Does a heartbeat has an additional purpose?

160 views
Skip to first unread message

Gerry

unread,
Jan 26, 2015, 6:38:13 AM1/26/15
to raft...@googlegroups.com
I tried to implement the RAFT algorithm. As a template I started with the pseudocode from Diego, but I have been running into problems.

His receiver pseudo code of an append entry message looks like this:
if currentTerm < m.term:
| stepDown(m.term)
if currentTerm > m.term:
| reply{ term: currentTerm,
| success : False }
else :
| leader = peer
| state = FOLLOWER
| electionAlarm = now() + rand(1.0, 2.0) * ELECTION_TIMEOUT
| success : = (m.prevIndex == 0 or
| (m.prevIndex <= len(log) and
| log[m.prevIndex].term == m.prevTerm))
| index : = 0
| if success :
| | for j : = 1..len(m.entries) :
| | | index = m.prevIndex + j
| | | if getTerm(index) != m.entries[j].term :
| | | | log = log[1..(index - 1)] + m.entries[j]
| | commitIndex = min(m.commitIndex, index)

| reply{ term: currentTerm,
| success : success,
| matchIndex : index }

If just a heartbeat is getting processed then this routine will return the currentTerm, success and a possibly wrong matchIndex of 0 (I tried initializing index : = m.prevIndex instead).

And the sender will handle the response like this:
if currentTerm < m.term:
| stepDown(m.term)
elif state == LEADER and currentTerm == m.term :
| if m.success :
| | matchIndex[peer] = m.matchIndex
| | nextIndex[peer] += 1
| else :
| | nextIndex[peer] = max(1, nextIndex[peer] - 1)

But her I have the problem that nextIndex is getting changed beyond a value that makes sense (I did limit this with a min() statement). 

1. So as discussed elsewhere does it really make sense to handle plain heartbeats the same way like AppendEntry instructions? Or wouldn’t it be semantically cleaner to separate them?
2. Is there any other purpose of the heartbeat than resetting the election counter of the peers?
3. Does the peer after having received a heartbeat have to send a response or would it be sufficient to just reset the election timer (My implementation doesn’t use RPC calls. It is just sending messages forth and back!) 

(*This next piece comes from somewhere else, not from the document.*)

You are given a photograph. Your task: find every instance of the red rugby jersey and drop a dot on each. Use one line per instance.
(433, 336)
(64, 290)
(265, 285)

Or is there something I didn't understand yet?

Diego Ongaro

unread,
Jan 27, 2015, 8:47:12 PM1/27/15
to Gerry, raft...@googlegroups.com
Hey Gerry,

Yeah, that doesn't look right. In case the rest of y'all are
wondering, the pseudocode comes from here:
https://github.com/ongardie/raft-pseudocode . There's a very relevant
warning on it: "warning: might not be entirely correct, check with
TLA+ spec". The story behind that pseudocode is that we were exploring
the possibility of using it as a substitute for Figure 2 (the
"cheatsheet") in the Raft paper, but we decided against it.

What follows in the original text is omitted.